# Generating Fake Data with Scikit-Learn

*Many* libraries including sklearn and pytorch allow you to import real world datasets to test.

However, sometimes it helps to generate data with specific properties you are interested in. For learning and reimmersion it can be beneficial to add random inputs to your data generation function, generate a new dataset and practice your skills on it.

## Contents

[Import](#import) <br>
[Boolean variables](#boolean-variables) <br>
[Categorical variables](#categorical-variables)

## To Do

- continious variables
    - Blobs
    - Different distributions
    - Integer
    - Float
- categorical variables
- Date variables
- Text variables
- Boolean variables

## Notes

I'll generate 3 situations:
1. a: Simply the data type
2. b: Data a little more realistic needing conversion
3. c: Messy data needing cleaning

## Resources
[Sklearn generate datasets](https://scikit-learn.org/stable/datasets/sample_generators.html)


## Import

In [17]:
import pandas as pd
import numpy as np

from sklearn import datasets

In [18]:
class CFG:
    n_rows=1000

## Boolean variables

Let's start with the simplest and create a boolean variable.

In [19]:
df_bool_a = pd.DataFrame(np.random.choice([True, False], 
                                          size=CFG.n_rows),
                         columns=['bool_simple'])
df_bool_a.head(3)

Unnamed: 0,bool_simple
0,False
1,True
2,True


To practice a real world situation, this might start with text which we will need to convert to boolean.

In [20]:
df_bool_b = pd.DataFrame(np.random.choice(['Inside', 'Outside'], 
                                          size=CFG.n_rows), 
                         columns=['bool_text'])
df_bool_b.head(3)

Unnamed: 0,bool_text
0,Inside
1,Outside
2,Outside


In an even more messy scenario, there might be typos or other renaming of the same value. 
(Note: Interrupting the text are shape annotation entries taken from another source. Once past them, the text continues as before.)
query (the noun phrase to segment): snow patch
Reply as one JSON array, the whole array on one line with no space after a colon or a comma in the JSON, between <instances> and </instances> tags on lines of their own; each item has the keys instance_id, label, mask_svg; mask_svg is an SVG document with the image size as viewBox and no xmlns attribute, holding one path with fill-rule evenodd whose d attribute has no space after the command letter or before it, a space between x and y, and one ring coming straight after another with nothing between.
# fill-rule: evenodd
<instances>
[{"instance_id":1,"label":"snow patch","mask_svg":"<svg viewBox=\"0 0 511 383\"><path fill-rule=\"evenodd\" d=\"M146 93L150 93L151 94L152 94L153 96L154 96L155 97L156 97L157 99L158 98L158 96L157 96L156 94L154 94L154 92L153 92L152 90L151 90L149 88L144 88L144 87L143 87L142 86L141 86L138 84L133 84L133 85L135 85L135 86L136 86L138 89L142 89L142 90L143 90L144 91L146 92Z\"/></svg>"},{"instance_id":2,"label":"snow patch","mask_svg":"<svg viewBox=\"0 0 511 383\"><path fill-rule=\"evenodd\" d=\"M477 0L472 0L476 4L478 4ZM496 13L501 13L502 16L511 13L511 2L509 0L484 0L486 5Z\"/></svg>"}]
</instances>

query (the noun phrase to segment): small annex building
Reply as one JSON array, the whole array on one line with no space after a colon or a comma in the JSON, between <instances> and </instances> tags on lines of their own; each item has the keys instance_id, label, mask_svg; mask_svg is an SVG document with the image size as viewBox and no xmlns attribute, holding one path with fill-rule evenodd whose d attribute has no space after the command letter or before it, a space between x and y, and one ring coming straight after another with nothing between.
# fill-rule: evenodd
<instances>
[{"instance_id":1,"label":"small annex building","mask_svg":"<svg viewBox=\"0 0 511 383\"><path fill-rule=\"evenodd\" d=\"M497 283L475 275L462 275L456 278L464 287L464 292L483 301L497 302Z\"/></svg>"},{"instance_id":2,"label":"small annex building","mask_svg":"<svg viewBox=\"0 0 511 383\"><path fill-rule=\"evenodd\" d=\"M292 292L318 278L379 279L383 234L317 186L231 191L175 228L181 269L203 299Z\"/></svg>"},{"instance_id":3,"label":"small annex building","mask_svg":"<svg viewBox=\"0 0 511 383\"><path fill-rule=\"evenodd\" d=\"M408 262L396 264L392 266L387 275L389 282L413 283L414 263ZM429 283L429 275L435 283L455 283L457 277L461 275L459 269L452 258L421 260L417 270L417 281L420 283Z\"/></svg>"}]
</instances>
Example: If an old dataset was combined with a new one and the values were renamed.

In [21]:
def typo(s: str) -> str:
    """
    Replaces a random character in the input string with a random lowercase letter.

    Args:
        s (str): The input string.

    Returns:
        str: The input string with a single character replaced by a random lowercase letter.
    """
    idx = np.random.randint(len(s))
    replacement_letter = chr(np.random.choice(range(97, 123)))
    return s[:idx] + replacement_letter + s[idx + 1:]

In [22]:
# same principle as b for starting point
df_bool_c = pd.DataFrame(np.random.choice(['Inside', 'Outside'], 
                                          size=CFG.n_rows), 
                         columns=['bool_typo'])

# set a random subset
mask_case = np.random.choice([True, False], size=CFG.n_rows, p=[0.1, 0.9])
mask_typo = np.random.choice([True, False], size=CFG.n_rows, p=[0.05, 0.95])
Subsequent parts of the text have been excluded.